Sir Syed Ahmad Khan’s Efforts and their Impact

“Sir Syed Ahmad Khan was the profit of education in India,” said Mahatma Gandhi.

The long trail of Sir Syed’s work in the field of education can best be judged by the number of secular and scientific institutions that he founded. The fact that Sir Syed Ahmad Khan was a great votary of women’s right to education was evident from his views on Muslim personal law, he greatly differed from other Muslim scholars on questions of divorce and women rights, and he also condemned domestic violence against women in the strongest words.

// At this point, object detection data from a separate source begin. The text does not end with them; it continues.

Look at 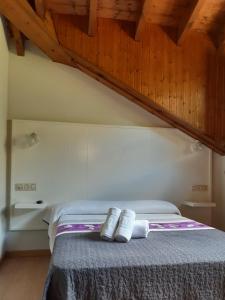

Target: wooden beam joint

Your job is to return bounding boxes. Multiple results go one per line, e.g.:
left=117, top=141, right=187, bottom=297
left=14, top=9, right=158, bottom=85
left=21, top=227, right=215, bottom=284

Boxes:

Sir Syed established the Scientific Society in 1863 to inculcate scientific temper among the youth, particularly Muslim youth since it was perceived that they had lagged behind in modern scientific pursuits which were considered western and anti-religion in most parts of northern India.

Sir Syed then started the Aligarh Institute Gazette in 1866, this organ of the Scientific Society went a long way in reforming the ideas of the general Muslim population of North India men and women alike.

In 1875 Sir Syed established the Mohammedan Anglo Oriental College while doing so he made conscious efforts to model the institutions on the line of Oxford and Cambridge Universities, this attempt at breaking the glass ceiling and dispelling the myth of western supremacy was widely lauded as well as criticised but what is worth noting is the fact that he had set out on a mission to instil a spirit of inquiry in ordinary Indians, men, and women alike.

Apart from establishing institutions with a distinctly liberal spirit Sir Syed Ahmad Khan also did some scholarly legal work in the field of civil rights for women.

The Civil Rights Act of 1866 (empowerment of women) could not have been passed without the legal scholarly help that Sir Syed Ahmad extended to the bill.

If we take time out to delve into the early life of Sir Syed Ahmad Khan we get to know that he imbibed this liberal world view from a long tradition of scholarship running into his family, in fact he learnt Quran from a female tutor something which was very rare in the early nineteenth century.

Also Read: Tribute to Sir Syed Ahmed Khan: Translation of both editions of ‘Asār-us-Sanadīd’

Sir Syed Ahmad Khan in Retrospect

The fact that a girl’s school was established in Aligarh just a decade after his death lays testimony to the timelessness of his ideas. The founders of the girls’ school cited Sir Syed Ahmad as the inspiration behind it and hence gave strength and endurance to his views towards women’s education throughout the country. It won’t be an exaggeration to state that the Aligarh Muslim University is a great symbol of Sir Syed Ahmad’s vision and efforts towards the education of women in India.